Mediastinal lymph nodes can be accessed from the airway or esophagus under real-time ultrasound guidance.^5,6,10 EBUS permits access to the paratracheal, subcarinal, and hilar nodes. Paraesophageal nodes can be accessed through the EUS approach. In contrast, CM is limited to the paratracheal and subcarinal nodes for sampling,⁸ and extends to paraaortic nodes in ECM.¹¹ In addition, minor complication rates occur in less than 1% (vs. 6% in mediastinoscopy).^5,6 Uncommon major complications include pneumothorax, empyema, and hemopneumomediastinum. Given that endosonography has a similar sensitivity but lower complication risk to that of mediastinoscopy, EBUS-FNA or EUS-FNA is recommended as the first diagnostic and staging approach. The procedure is usually performed under local anesthesia and moderate sedation at an outpatient center. A flexible ultrasonic bronchoscope is inserted through the mouth and into the trachea (EBUS) or the esophagus (EUS) to locations of known nodal stations (Fig. 35.1). Once lymph nodes are detected, transbronchial or transesophageal needle aspiration is performed. Sampling errors may occur if there is a small amount of tumor present in the node, resulting in a false negative.¹⁰ Thus it is common to perform multiple passes through different parts of the node (average of three passes). The negative predictive value (NPV) remains lower than desired in endosonography at 60%.⁵ Negative findings should be surgically validated if clinical suspicion remains high. Mediastinoscopy following a negative EBUS/EUS improves overall sensitivity from 85% to 94%, and NPV 93%. The staging algorithm for NSCLC and diagnostic indications is out of the scope of this chapter and is discussed in Chapter 4.
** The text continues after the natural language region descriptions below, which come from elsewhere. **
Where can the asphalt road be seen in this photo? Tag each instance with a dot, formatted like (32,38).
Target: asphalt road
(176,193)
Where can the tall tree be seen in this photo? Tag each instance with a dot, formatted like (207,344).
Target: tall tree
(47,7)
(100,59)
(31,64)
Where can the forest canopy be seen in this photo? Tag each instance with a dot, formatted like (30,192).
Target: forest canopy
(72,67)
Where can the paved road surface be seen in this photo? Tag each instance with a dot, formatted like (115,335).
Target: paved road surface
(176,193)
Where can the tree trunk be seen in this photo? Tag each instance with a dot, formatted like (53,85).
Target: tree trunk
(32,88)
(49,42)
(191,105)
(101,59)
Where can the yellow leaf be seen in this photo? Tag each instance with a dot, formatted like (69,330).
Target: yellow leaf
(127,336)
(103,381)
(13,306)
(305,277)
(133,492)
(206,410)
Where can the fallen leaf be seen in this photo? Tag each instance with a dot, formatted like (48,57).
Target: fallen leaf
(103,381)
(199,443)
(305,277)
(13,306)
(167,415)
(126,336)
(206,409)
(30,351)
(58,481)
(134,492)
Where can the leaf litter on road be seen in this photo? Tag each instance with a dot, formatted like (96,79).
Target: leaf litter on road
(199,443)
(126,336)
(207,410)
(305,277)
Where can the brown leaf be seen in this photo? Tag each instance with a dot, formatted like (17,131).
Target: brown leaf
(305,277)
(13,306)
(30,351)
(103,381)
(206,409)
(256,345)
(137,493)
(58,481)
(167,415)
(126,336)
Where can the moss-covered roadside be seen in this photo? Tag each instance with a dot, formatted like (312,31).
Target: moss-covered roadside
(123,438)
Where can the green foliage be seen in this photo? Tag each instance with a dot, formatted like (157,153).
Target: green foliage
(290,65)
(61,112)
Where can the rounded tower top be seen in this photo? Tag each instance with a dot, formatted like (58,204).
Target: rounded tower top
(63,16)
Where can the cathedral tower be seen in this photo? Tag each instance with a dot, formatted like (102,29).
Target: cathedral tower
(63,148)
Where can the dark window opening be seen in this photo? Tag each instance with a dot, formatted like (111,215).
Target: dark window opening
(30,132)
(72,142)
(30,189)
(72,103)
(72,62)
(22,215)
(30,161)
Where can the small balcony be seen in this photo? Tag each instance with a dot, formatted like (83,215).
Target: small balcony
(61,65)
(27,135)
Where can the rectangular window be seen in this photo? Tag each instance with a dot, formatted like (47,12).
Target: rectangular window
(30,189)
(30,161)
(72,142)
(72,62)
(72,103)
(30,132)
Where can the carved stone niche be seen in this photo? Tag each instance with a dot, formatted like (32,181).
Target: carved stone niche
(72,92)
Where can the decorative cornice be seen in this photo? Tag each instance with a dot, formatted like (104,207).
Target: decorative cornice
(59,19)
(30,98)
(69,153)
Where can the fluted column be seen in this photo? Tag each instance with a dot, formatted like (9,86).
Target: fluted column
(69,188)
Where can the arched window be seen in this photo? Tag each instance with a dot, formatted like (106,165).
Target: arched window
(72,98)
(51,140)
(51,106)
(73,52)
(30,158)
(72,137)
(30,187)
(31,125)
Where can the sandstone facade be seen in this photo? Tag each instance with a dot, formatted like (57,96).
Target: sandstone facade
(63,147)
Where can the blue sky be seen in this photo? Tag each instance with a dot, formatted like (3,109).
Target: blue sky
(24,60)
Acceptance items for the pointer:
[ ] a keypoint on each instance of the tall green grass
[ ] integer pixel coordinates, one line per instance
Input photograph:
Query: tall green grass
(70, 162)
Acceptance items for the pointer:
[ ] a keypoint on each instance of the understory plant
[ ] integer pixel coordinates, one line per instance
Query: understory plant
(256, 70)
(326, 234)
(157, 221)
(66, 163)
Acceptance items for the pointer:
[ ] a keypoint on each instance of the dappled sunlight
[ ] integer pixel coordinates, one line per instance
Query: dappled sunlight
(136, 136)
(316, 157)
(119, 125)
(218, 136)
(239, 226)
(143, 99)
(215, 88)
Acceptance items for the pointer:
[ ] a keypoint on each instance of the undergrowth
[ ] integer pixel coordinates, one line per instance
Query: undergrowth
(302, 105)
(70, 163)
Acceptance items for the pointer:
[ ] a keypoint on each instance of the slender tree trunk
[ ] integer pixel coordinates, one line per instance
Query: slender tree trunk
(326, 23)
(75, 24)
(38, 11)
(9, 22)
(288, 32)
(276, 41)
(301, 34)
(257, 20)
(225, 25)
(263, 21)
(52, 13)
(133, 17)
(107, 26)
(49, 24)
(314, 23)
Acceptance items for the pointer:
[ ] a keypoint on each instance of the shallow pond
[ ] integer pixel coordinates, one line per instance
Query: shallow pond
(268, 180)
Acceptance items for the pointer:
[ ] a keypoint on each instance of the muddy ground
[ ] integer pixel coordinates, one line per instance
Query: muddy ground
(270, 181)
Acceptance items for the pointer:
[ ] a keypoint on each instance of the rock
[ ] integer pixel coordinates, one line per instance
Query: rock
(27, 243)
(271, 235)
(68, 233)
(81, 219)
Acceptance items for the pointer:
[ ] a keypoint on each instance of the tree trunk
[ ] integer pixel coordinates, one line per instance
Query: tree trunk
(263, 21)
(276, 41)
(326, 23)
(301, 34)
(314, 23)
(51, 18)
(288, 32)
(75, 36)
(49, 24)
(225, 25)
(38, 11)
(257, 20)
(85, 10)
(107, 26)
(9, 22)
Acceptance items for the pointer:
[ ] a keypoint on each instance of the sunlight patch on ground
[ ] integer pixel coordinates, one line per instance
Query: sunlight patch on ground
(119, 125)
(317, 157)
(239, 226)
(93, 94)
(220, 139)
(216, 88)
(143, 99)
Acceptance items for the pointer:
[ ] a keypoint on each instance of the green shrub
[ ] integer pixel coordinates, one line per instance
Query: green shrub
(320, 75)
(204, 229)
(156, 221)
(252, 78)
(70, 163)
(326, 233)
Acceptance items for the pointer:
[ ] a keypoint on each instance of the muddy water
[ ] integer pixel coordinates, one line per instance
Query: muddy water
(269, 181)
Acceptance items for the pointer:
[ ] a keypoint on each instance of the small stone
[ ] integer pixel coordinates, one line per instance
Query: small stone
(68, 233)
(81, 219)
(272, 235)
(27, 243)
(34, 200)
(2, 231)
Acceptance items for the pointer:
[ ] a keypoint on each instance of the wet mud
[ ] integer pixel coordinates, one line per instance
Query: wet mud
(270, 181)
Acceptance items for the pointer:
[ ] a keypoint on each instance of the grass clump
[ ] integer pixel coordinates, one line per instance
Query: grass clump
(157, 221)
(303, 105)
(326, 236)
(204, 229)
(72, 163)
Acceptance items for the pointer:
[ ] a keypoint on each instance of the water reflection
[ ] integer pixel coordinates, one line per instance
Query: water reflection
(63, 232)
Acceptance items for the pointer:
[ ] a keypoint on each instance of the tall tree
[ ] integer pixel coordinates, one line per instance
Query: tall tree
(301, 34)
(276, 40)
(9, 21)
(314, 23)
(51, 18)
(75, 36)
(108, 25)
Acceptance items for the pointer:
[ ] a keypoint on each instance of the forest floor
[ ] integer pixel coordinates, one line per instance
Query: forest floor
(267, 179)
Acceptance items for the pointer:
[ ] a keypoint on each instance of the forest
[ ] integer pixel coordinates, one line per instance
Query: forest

Clinical staging of NSCLC is the most common indication for mediastinoscopy.^3,6,8 This includes obtaining tissue to diagnose the pathology and assess the level of nodal involvement. Mediastinoscopy is recommended if minimally invasive methods, as discussed previously, are negative. It may be the preferred diagnostic tool for central tumors or tumors over 3 cm.⁸ It can also be used in the clinical staging of small cell lung carcinoma¹² and other mediastinal malignancies, including mesothelioma. Mediastinoscopy may be combined with other thoracic procedures in the resection of lung carcinoma and radical lymphadenectomy. Contraindications to mediastinoscopy include inaccessible lymph nodes, cervical spine disease (limited neck extension), thoracic aortic aneurysm, prior chest radiation or mediastinoscopy, and superior vena cava (SVC) syndrome, which carries the risk of potential bleeding from an increase in venous pressure.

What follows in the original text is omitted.